Oleh karena itu, lanjut Wahidudin, tidak ada relevansinya untuk meneruskan permohonan a quo pada pemeriksaan persidangan lanjutan dengan agenda pembuktian.
Sementara terkait kedudukan hukum Wahiduddin menyebut pemohon tidak memiliki kedudukan hukum. Hal tersebut karena seharusnya perbedaan selisih suara antara pemohon dengan pasangan calon peraih suara terbanyak sebesar adalah 2 persen dari 61.838 suara (total suara sah) yakni 1.237 suara.
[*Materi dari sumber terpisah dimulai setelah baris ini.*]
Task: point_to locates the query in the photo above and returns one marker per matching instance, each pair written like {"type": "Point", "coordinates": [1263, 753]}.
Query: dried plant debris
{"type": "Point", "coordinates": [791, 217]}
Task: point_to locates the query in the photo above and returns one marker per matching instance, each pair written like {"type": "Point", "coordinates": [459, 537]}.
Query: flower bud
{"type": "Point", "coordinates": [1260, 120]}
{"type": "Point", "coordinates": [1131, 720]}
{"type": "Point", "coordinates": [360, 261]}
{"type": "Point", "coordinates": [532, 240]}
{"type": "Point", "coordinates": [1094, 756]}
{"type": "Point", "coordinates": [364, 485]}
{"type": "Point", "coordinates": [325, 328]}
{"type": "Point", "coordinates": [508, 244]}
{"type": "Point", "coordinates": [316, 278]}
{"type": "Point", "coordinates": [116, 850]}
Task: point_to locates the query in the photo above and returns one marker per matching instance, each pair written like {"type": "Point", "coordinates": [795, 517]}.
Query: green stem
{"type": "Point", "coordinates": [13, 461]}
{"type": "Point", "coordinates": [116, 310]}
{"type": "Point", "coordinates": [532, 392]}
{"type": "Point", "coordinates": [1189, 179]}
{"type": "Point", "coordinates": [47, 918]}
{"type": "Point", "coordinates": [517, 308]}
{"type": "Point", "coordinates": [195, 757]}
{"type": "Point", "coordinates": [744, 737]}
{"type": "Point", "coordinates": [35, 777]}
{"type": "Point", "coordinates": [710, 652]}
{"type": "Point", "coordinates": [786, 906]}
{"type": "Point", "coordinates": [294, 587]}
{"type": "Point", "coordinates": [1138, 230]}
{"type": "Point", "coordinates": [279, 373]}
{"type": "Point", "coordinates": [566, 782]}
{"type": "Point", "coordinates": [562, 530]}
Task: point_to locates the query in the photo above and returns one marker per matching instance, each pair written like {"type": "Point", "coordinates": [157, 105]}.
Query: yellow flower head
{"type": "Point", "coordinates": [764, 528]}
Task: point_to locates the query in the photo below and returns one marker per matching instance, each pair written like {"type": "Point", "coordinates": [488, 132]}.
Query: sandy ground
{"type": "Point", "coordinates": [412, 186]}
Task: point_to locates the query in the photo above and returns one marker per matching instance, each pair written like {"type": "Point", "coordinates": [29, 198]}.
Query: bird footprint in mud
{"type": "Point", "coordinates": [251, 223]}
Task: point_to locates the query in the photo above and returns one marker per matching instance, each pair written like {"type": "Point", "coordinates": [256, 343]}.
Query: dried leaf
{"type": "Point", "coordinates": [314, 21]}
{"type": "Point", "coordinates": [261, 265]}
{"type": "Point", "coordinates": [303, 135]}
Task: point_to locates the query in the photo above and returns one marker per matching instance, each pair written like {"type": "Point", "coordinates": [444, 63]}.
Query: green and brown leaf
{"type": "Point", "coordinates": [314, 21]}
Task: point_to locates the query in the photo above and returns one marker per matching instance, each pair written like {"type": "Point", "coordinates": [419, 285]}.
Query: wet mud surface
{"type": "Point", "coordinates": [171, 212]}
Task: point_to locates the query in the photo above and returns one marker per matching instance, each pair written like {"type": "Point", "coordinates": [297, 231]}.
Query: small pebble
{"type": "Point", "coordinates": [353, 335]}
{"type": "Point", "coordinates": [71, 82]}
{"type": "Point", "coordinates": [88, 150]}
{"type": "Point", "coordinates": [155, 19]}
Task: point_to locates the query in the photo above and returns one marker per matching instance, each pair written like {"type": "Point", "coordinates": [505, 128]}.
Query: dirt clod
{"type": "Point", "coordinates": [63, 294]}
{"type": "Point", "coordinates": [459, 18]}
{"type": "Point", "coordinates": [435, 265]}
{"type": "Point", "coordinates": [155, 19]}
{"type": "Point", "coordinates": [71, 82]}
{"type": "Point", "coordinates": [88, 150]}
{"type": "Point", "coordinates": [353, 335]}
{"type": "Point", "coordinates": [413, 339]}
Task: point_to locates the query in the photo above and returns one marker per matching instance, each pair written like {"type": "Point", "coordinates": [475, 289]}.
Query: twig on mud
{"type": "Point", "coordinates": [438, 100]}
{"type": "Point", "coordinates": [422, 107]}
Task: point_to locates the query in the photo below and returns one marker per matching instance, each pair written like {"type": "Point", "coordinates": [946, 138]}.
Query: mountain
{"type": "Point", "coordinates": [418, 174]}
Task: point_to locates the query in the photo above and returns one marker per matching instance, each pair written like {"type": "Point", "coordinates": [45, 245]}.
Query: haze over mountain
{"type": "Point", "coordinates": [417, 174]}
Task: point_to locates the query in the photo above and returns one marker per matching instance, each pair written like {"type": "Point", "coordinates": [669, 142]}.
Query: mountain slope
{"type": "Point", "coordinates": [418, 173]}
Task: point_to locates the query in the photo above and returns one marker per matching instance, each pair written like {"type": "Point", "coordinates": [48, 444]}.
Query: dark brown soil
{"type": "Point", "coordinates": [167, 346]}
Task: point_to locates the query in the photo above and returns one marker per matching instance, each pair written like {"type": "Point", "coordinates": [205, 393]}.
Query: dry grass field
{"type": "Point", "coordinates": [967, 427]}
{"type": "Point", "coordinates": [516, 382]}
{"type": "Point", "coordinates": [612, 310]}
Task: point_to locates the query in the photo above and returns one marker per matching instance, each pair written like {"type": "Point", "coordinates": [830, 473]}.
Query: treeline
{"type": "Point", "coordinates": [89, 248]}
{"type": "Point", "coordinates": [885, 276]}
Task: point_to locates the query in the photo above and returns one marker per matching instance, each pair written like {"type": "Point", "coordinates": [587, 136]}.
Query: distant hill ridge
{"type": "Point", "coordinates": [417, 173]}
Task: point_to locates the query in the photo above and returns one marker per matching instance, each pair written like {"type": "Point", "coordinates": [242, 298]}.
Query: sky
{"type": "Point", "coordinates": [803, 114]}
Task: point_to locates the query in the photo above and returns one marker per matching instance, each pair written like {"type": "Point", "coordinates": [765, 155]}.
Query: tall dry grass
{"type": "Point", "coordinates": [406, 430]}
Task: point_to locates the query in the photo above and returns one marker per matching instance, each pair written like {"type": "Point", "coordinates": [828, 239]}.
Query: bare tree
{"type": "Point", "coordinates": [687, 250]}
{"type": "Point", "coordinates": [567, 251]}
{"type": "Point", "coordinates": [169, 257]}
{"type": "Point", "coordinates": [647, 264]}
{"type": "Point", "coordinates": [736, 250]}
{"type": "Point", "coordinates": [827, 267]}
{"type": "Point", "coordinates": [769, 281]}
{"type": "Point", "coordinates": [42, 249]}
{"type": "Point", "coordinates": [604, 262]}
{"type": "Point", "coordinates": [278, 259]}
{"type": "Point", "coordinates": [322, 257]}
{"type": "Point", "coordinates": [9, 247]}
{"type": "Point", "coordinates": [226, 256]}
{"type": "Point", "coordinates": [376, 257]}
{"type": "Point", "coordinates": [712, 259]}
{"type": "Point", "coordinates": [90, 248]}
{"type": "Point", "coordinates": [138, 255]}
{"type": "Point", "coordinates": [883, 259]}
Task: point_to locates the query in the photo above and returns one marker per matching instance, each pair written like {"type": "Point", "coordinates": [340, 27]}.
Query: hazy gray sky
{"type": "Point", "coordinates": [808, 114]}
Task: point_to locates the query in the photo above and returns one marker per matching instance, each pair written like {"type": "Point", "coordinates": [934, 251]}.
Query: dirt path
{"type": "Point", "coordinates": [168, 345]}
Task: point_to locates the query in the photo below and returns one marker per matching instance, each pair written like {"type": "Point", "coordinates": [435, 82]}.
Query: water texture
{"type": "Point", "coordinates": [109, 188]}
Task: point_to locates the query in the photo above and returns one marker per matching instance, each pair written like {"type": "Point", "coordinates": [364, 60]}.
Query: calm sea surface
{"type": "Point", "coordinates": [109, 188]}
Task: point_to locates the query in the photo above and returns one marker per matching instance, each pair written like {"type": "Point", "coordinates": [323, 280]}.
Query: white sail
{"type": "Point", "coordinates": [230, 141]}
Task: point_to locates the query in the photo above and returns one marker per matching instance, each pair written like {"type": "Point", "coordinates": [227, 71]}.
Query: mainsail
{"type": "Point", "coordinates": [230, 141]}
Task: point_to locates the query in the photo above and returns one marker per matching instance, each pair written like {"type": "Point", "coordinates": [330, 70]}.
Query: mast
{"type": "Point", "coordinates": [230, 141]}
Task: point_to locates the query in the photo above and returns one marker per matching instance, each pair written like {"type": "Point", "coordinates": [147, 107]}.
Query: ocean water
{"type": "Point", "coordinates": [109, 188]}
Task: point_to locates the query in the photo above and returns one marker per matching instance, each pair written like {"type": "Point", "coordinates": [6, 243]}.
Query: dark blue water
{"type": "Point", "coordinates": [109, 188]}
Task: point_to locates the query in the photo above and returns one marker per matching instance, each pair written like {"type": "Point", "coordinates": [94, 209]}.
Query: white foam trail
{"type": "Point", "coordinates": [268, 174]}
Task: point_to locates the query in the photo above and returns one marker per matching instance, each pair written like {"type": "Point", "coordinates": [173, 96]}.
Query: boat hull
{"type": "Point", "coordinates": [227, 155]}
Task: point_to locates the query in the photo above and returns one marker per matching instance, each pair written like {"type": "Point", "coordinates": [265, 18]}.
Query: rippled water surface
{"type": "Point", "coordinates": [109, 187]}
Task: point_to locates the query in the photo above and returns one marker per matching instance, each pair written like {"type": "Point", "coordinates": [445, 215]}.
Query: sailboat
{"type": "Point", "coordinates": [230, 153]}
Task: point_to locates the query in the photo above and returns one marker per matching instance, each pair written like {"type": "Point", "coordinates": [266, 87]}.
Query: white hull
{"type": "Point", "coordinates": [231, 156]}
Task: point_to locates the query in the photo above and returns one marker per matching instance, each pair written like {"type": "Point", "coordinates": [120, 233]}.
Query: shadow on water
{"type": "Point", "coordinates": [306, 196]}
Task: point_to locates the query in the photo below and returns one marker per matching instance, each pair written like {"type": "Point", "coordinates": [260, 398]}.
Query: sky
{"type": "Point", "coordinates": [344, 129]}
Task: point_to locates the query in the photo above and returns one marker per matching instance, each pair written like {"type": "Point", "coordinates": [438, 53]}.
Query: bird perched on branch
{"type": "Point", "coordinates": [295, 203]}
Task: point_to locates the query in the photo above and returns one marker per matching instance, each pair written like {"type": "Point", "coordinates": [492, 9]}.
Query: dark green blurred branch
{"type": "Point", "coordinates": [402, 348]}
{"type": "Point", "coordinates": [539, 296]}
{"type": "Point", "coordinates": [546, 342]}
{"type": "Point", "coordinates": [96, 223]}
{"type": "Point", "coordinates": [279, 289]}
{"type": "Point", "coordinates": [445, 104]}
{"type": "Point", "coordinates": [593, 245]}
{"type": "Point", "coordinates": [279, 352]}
Perolehan suara pasangan calon nomor urut 1 (pemohon) sebesar 29.901 suara, sedangkan perolehan suara pihak terkait sebesar 31.937 suara, sehingga selisih perolehan suara antara pemohon dengan pihak terkait sebesar 2.036 suara (3,3 persen) atau lebih dari 1.237 suara.
Berdasarkan pertimbangan hukum, Mahkamah berpendapat, meskipun pemohon adalah Pasangan Calon Bupati dan Wakil Bupati Wakatobi dalam Pemilihan Bupati dan Wakil Bupati Wakatobi Tahun 2020, namun pemohon tidak memenuhi ketentuan pengajuan permohonan sebagaimana dimaksud dalam Pasal 158 ayat (2) huruf a UU 10/2016.
Oleh karena itu, lanjut dia, menurut Mahkamah, pemohon tidak memiliki kedudukan hukum untuk mengajukan permohonan a quo. Dengan demikian, eksepsi termohon dan pihak terkait bahwa pemohon tidak memiliki kedudukan hukum adalah beralasan menurut hukum.
Dalam persidangan pemeriksaan pendahuluan sebelumnya, pemohon mendalilkan beberapa pelanggaran yang dilakukan oleh penyelenggara dalam Pemilihan Calon Bupati dan Wakil Bupati Wakatobi Tahun 2020 antara lain pelanggaran yang terstruktur, sistematis, dan masif yang dilakukan secara berjenjang oleh KPPS, PPS, PPK dan KPU Kabupaten Wakatobi.
Kemudian diduga ada pembiaran oleh Bawaslu Kabupaten Wakatobi beserta jajaran di bawahnya, semata-mata demi sebesar-besarnya memperbanyak perolehan suara salah satu paslon.
Pemohon juga mempersoalkan tindakan termohon yang tidak dapat mempertanggungjawabkan surat suara pemilih DPPh dan DPTb yang terbukti tidak memenuhi syarat serta intimidasi dan ancaman kekerasan kepada pendukung pemohon yang dilakukan oleh tim dan/atau pendukung pihak terkait.
Dalam Petitumnya, pemohon menyampaikan agar Mahkamah mengabulkan permohonan pemohon untuk seluruhnya dan membatalkan Keputusan Komisi Pemilihan Umum Kabupaten Wakatobi Nomor 326/PL.02.6-Kpt/7407/KPU-Kab/XII/2020 tentang Penetapan Rekapitulasi Hasil Penghitungan Perolehan Suara dan Hasil Pemilihan Bupati dan Wakil Bupati Wakatobi Tahun 2020 tanggal 16 Desember 2020 serta memerintahkan Termohon untuk melakukan pemungutan suara ulang (PSU) di 240 TPS yang tersebar di 95 desa/kelurahan dan di delapan kecamatan.